“I’ve finished my poem,” he yelled jubilantly.
“Every last word of it. And now, boys,” he added briskly before they could recover their breath, “I’m with you on this capture question.”
For an instant, the others stared and blinked. “What do you mean, Pete?” Honey asked stupidly, after an instant.
“Well, I’m prepared to go as far as you like.”
“But what changed you?” Honey persisted.
“Oh, hang it all,” Pete said and never had his little black, fiery Irish face so twisted with irritation, so flamed with spirit, “a poet’s so constituted that he’s got to have a woman round to read his verse to. I want to teach Clara English so she can hear that poem.”
There was a half-minute of silence. Then his listeners broke into roars. “You damned little mick you!” Honey said. He laughed at intervals for an hour.
They immediately broke the news of Pete’s desertion to Merrill. Frank received it without any appearance of surprise. But he announced, with a sudden boom of authority in his big voice, that he expected them all to stand by their agreement.
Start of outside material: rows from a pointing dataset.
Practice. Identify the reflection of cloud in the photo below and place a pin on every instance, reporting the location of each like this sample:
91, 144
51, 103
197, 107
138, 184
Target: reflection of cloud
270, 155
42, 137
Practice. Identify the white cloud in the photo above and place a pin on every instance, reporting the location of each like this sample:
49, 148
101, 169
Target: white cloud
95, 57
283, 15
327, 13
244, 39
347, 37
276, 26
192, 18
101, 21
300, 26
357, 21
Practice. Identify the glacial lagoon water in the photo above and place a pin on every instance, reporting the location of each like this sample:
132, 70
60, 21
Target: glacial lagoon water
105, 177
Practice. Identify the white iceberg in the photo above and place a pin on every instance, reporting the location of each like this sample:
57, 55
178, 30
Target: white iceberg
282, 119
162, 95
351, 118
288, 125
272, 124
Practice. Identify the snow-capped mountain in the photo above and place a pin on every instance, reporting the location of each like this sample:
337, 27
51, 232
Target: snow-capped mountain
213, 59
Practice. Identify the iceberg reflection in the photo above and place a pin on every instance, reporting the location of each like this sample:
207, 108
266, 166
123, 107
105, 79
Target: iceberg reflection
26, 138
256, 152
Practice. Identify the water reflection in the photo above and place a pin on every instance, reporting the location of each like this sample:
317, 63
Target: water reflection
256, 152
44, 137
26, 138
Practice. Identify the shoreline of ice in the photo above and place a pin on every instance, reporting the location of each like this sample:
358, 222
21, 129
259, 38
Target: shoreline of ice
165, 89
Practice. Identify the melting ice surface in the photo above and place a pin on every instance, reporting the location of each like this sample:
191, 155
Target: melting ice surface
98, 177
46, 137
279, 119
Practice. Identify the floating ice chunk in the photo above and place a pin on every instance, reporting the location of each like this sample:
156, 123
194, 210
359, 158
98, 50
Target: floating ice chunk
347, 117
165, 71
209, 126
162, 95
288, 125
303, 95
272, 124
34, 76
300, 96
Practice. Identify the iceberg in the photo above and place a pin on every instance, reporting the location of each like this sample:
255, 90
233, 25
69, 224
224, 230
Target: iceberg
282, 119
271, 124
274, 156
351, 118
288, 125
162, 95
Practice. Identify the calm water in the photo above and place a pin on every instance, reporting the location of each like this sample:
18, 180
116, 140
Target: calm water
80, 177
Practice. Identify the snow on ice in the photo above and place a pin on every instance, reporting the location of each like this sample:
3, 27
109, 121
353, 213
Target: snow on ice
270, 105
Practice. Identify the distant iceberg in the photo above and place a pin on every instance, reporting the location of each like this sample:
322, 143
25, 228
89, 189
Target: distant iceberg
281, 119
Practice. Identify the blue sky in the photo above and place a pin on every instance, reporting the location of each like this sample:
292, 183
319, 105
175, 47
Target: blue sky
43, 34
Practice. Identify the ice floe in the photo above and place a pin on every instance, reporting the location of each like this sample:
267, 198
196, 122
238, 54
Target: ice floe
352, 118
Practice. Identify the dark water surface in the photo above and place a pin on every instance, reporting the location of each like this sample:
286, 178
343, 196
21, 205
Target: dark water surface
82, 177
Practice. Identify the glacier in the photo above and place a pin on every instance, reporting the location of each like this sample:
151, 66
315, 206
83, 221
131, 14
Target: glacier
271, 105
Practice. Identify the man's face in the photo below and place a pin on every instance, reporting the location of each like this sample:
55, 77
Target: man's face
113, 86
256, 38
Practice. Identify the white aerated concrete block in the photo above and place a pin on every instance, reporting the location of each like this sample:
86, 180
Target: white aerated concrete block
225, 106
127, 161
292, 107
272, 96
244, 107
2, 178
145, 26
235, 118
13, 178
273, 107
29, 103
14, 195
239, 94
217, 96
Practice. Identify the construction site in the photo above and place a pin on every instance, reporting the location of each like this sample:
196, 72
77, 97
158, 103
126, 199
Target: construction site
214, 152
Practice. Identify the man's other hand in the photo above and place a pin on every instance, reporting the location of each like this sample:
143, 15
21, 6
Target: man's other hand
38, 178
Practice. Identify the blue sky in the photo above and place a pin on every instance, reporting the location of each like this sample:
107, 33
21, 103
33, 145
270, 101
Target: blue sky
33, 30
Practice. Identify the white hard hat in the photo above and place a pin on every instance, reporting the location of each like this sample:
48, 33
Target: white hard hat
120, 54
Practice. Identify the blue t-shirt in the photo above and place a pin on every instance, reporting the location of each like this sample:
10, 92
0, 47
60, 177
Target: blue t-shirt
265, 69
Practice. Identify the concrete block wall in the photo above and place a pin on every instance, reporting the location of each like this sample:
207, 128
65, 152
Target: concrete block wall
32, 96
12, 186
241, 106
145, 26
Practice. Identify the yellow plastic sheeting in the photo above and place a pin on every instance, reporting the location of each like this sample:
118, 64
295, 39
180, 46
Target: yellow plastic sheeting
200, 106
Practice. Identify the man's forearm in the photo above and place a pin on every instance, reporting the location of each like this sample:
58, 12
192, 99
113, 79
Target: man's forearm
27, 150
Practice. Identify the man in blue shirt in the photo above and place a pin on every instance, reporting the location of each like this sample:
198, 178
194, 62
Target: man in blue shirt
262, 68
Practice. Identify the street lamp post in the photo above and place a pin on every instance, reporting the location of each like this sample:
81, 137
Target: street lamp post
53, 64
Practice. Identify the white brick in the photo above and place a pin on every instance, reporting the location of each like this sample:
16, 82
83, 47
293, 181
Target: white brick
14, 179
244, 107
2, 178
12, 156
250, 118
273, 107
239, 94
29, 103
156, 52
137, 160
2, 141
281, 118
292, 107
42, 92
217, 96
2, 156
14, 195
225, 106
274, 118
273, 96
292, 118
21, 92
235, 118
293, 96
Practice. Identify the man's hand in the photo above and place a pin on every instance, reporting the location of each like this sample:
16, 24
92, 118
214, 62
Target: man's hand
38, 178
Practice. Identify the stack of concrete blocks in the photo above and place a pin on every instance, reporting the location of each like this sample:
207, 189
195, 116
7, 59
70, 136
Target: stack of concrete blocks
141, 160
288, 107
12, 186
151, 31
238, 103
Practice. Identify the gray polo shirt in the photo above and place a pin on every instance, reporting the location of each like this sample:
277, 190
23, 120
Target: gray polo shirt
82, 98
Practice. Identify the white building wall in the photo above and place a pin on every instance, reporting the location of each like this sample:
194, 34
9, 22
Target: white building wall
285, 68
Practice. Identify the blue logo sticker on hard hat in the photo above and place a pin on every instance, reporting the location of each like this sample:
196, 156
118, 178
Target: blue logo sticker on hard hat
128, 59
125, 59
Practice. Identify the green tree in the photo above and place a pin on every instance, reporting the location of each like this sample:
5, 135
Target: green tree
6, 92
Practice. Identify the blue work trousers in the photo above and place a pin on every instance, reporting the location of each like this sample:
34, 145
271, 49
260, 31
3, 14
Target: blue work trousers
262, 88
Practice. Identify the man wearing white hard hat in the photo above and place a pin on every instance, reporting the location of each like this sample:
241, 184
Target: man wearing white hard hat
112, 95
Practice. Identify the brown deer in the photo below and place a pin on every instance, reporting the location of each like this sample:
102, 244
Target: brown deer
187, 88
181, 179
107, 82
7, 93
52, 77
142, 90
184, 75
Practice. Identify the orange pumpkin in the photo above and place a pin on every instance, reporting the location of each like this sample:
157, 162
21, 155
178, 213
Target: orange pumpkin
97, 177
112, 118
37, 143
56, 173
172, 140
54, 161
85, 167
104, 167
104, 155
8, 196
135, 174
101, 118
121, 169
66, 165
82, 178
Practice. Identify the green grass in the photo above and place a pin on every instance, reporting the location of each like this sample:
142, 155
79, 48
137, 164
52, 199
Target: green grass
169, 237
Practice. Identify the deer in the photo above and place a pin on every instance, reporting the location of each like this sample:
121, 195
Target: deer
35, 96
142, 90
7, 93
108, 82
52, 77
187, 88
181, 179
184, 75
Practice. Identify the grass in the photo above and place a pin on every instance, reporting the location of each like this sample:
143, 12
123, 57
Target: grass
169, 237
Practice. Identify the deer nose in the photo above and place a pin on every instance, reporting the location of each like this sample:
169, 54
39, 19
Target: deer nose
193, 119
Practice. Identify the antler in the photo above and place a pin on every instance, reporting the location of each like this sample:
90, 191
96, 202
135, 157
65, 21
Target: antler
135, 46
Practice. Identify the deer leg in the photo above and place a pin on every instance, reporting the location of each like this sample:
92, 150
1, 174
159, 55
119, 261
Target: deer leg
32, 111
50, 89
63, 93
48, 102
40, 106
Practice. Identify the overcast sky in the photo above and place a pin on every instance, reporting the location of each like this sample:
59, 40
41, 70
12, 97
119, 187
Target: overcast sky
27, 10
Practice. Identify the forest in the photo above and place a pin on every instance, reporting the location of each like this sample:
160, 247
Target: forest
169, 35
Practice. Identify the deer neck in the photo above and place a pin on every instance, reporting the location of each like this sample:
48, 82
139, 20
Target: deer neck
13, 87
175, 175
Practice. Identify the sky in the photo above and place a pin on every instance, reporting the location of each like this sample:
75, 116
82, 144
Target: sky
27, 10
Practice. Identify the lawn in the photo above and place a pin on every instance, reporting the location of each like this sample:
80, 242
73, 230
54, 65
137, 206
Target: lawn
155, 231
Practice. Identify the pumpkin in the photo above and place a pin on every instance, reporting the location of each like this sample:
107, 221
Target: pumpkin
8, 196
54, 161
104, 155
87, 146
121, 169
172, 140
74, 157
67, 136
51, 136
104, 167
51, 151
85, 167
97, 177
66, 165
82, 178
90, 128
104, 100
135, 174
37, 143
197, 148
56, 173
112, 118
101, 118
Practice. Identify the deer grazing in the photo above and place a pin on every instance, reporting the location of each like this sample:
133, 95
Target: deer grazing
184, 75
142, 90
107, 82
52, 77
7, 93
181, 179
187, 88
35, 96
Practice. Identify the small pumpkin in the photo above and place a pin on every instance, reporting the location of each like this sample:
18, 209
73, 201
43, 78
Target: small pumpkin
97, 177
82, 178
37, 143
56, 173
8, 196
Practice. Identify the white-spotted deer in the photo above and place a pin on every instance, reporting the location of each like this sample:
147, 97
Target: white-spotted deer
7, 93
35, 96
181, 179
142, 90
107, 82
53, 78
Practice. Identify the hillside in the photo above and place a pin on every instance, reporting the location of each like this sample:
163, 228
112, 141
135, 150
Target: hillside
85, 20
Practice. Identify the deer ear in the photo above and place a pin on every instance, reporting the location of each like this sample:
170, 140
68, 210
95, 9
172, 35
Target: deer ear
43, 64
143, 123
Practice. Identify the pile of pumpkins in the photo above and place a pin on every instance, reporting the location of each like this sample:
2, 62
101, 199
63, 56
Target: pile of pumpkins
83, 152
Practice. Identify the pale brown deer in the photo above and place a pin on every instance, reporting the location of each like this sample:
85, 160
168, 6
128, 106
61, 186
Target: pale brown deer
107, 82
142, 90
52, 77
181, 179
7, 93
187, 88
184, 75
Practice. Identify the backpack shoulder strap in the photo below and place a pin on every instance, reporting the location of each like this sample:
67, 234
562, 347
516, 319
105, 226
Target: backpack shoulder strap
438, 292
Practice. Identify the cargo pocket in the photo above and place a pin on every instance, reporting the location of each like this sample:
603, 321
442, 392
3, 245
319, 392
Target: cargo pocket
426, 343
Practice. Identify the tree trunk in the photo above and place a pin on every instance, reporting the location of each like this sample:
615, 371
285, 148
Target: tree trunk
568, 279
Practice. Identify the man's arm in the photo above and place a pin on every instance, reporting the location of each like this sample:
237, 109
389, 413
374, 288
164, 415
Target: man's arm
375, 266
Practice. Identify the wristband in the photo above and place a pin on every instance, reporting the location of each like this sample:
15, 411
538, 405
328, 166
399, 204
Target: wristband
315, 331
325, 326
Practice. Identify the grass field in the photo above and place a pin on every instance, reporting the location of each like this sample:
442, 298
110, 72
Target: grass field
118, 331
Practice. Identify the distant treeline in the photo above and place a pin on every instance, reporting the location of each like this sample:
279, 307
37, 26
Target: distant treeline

Billy answered for the rest that they had no intention of doing anything else. But the four were now in high spirits. Among themselves, they no longer said, “If we capture them,” but “When we capture them.”
The stress of the situation at once pulled Frank away from his books. Again he took complete charge of the little group. He was a natural disciplinarian, as they had learned at the time of the wreck. Now his sense of responsibility developed a severity that was almost austerity. He kept them constantly at work. In private the others chafed at his tone of authority. But in his presence they never failed of respect. Besides, his remarkable unselfishness compelled their esteem, a shy vein of innocent, humorless sweetness their affection. “Old Frank” they always called him.
One afternoon, Frank started on one of the long walks which latterly he had abandoned. He left three of his underlings behind. Pete painted a water-color; Clara, weaving back and forth, watched his progress. Ralph worked on the big cabin—they called it the Clubhouse—Peachy whirling back and forth in wonderful air-patterns for his benefit. A distant speck of silver indicated Julia; Billy must be on the reef. Honey had left camp fifteen minutes before for the solitary afternoon tramp that had become a daily habit with him.